The Yale News comes out squarely and acknowledges the probable loss of the championship in base-ball. It is the first time for years that the defeat of our opponents is laid to that hitherto almost unknown quantity, Yale indifference. We quote the editorial in full:
"Yale has lost the championship; there is little use of trying to conceal this fact. We make this apparently premature statement for the reason that we think it impossible for both Brown and Yale to beat Harvard; both of which things would have to happen even to tie Harvard for first place. We shall try to bear our defeat as best we can. It was bound to come some day, as people say of Hanlan.
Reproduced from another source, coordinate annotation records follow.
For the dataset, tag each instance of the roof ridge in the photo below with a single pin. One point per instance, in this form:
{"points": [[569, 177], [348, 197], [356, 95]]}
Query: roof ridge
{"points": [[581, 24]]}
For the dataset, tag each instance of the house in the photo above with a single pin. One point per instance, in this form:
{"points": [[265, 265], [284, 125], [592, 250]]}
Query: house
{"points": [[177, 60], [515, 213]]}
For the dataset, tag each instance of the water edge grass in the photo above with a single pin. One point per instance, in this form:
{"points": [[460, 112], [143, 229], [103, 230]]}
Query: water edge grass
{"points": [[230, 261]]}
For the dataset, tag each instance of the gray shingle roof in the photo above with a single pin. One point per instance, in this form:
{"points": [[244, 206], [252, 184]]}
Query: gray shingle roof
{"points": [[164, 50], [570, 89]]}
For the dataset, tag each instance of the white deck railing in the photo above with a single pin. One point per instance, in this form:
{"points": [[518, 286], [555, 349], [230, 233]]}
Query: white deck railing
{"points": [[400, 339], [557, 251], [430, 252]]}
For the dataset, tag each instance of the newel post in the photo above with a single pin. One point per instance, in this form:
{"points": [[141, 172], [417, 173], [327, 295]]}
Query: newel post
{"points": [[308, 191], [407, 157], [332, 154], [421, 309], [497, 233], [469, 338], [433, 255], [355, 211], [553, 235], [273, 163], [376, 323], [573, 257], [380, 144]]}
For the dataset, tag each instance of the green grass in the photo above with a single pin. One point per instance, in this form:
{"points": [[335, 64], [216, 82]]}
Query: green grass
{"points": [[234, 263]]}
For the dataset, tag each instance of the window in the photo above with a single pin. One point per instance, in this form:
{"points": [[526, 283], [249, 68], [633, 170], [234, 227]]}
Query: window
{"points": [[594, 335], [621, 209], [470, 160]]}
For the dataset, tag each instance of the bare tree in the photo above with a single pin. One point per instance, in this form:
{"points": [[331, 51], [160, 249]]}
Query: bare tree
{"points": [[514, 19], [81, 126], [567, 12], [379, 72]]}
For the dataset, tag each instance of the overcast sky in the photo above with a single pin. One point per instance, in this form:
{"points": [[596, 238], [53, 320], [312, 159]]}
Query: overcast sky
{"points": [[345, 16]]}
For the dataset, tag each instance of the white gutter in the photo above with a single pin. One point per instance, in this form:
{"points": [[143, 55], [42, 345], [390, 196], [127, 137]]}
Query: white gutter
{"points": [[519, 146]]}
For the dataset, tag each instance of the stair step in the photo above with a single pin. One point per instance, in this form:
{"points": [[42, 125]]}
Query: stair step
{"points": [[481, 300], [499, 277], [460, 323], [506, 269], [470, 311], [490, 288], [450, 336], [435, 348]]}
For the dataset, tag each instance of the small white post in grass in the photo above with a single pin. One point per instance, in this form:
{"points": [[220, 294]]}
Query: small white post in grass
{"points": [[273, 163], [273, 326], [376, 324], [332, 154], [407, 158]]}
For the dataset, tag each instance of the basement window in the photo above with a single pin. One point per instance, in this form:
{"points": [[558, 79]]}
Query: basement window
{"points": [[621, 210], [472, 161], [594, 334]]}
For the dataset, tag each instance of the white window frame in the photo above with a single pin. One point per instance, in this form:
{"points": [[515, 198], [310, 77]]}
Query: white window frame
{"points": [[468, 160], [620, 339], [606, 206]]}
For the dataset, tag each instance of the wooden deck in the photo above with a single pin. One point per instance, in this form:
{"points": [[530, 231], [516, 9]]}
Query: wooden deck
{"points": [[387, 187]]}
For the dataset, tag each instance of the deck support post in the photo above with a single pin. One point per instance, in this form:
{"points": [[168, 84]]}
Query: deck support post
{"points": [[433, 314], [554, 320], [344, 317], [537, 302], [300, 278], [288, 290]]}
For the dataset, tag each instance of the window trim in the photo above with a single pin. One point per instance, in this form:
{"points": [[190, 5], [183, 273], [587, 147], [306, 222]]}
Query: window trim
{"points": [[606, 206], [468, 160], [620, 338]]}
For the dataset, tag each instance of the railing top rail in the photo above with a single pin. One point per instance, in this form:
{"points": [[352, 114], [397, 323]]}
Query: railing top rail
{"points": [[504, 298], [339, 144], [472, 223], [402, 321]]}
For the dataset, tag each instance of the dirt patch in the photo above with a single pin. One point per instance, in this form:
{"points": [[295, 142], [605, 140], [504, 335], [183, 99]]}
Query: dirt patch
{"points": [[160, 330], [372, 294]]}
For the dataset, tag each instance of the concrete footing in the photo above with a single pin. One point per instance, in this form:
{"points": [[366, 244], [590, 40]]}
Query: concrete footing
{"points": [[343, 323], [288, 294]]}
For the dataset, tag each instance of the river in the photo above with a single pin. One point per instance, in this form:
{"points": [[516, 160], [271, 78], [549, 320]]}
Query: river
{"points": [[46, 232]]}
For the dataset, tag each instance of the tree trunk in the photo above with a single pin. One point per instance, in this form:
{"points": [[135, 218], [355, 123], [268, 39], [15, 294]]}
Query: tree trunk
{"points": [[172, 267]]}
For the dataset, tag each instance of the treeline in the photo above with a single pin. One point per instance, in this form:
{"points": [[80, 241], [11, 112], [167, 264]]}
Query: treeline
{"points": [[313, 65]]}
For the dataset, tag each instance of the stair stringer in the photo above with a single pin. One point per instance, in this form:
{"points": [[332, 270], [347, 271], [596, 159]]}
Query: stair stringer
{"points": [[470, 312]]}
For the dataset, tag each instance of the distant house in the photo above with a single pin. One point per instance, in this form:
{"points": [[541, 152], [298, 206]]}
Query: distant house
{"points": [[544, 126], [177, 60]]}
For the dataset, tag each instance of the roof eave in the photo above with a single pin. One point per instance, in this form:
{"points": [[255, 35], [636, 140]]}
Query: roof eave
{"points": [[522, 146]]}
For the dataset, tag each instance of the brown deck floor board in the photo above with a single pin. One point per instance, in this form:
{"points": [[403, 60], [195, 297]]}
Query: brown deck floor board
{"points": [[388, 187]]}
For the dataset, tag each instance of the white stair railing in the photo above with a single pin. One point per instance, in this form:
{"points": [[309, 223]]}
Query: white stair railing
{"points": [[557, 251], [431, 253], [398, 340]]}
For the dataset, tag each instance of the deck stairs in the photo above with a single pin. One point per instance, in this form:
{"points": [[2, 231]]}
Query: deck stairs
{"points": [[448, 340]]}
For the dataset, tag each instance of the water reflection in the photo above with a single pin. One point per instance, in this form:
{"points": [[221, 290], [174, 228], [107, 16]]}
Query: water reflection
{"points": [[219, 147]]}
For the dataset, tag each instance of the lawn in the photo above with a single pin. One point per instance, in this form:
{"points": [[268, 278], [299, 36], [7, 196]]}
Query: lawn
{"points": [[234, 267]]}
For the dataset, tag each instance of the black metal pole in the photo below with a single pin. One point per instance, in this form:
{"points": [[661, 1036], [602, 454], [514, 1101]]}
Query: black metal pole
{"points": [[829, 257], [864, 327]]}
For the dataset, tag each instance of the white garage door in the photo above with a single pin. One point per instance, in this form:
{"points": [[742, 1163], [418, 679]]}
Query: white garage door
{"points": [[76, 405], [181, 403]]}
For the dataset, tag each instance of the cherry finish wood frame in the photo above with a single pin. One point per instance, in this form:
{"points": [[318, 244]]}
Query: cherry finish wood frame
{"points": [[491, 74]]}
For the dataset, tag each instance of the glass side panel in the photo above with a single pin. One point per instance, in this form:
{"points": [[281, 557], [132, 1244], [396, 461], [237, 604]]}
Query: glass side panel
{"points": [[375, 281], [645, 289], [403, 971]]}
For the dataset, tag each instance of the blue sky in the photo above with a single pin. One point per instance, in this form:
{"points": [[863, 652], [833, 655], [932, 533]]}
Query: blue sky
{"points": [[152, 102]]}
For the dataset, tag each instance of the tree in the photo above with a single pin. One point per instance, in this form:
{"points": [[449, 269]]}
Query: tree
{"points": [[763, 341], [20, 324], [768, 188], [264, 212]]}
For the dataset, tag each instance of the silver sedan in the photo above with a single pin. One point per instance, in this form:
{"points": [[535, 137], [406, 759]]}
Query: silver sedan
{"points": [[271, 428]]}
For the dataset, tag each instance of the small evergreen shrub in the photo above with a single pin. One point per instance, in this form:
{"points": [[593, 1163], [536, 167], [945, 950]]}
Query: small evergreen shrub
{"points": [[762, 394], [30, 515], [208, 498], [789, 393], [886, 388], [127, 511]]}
There are many circumstances which lead us to think that fortune is not favorably inclined toward us this year. She began last fall and has shown her displeasure more or less all the time since. All our teams have suffered, but the ball nine most of all. Two of the best players were obliged to give up the game, and our pitcher has been disabled all the time. However, we won't offer any apologies. We were fairly out-played. We did the best we could, but it was not good enough; Harvard did better. It is hard for men who have seen Yale's flag flying from the topmost notch ever since they have been in college, to realize that they must see it dust and mud stained for the year to come. Let it not be said of us that we who have known prosperity so long and intimately, do not know how to bear defeat, as Harvard surely will not let the converse be said of her. To the nine, all glory; they deserved victory: to the college the opposite; they reaped what they sowed.
The last sentence is sufficiently explained by one word. There were twelve men at the game with Princeton on Saturday last, which was to decide Yale's fate for this year."